Waldrop, Howard (1946– )

Howard Waldrop began his career in 1972 and has
been a steady though nonprolific writer ever since,
producing short stories with some regularity and
two novels separated by a considerable interval.
Most of Waldrop’s fiction employs one or both of
two devices—alternate history and the juxtaposition of two apparently anomalous situations—and
most of his work is extremely funny, although
sometimes the humor is bittersweet. His first
novel,
The Texas-Israeli War (1974), a collaboration
with Jake Saunders, is set following a limited nuclear war. Texas has seceded, and Israeli mercenaries are imported by what remains of the U.S.

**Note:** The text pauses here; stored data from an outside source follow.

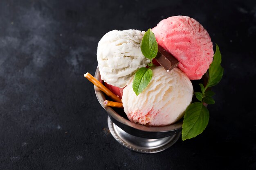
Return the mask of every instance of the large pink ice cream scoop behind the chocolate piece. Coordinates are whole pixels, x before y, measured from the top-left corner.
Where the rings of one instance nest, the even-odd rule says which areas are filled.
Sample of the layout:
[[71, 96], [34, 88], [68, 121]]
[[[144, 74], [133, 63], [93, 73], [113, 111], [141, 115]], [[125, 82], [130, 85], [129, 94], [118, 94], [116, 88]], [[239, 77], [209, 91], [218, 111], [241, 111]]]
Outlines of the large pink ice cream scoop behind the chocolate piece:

government to put down the rebellion. Them Bones
(1984) mixes time travel with several different
alternate histories in a complicated mix that
might have devolved into nonsense but in fact is
remarkably coherent and effective. Much of it is
set in the South, a common locale for Waldrop’s
work; however, in the root timeline, Christianity
never existed and Louisiana is inhabited by Arabs
and Aztecs.
Waldrop is clearly more in his element with
short fiction, however, and has produced many
memorable stories, including “The Ugly Chickens”
(1980), a Nebula Award–winner that explains how
the dodo became extinct; “Night of the Cooters”
(1987), a very funny spoof of
The WAR OF THE
WORLDS (1898) by H. G. WELLS; and “A Dozen
Tough Jobs” (1989), which superimposes the legend of Hercules over early-20th-century America.
Senator Elvis Presley is entertained by singer
Dwight Eisenhower in “Ike at the Mike” (1982),
and “Fin de Cycle” (1991) considers the Dreyfuss
Affair from several unusual points of view.
“C
USTERS LAST JUMP” (1976), a collaboration
with Steven Utley, describes what the Civil War
might have been like if primitive airplanes had existed. Waldrop frequently collaborates, and all of
the stories in
Custer’s Last Jump and Other Collaborations (2003) were written in this fashion.
Most of Waldrop’s short stories have been variously collected in
Howard Who? (1986), Night of
the Cooters
(1990), Strange Monsters of the Recent
Past
(1991), Going Home Again (1997), and A Better World’s in Birth (2003). Beneath the humor and
bizarre imagery lurk more serious concerns about
how we treat one another. Waldrop is effectively
economical with words, and often manages in a
few sentences what would take a lesser author several pages to express.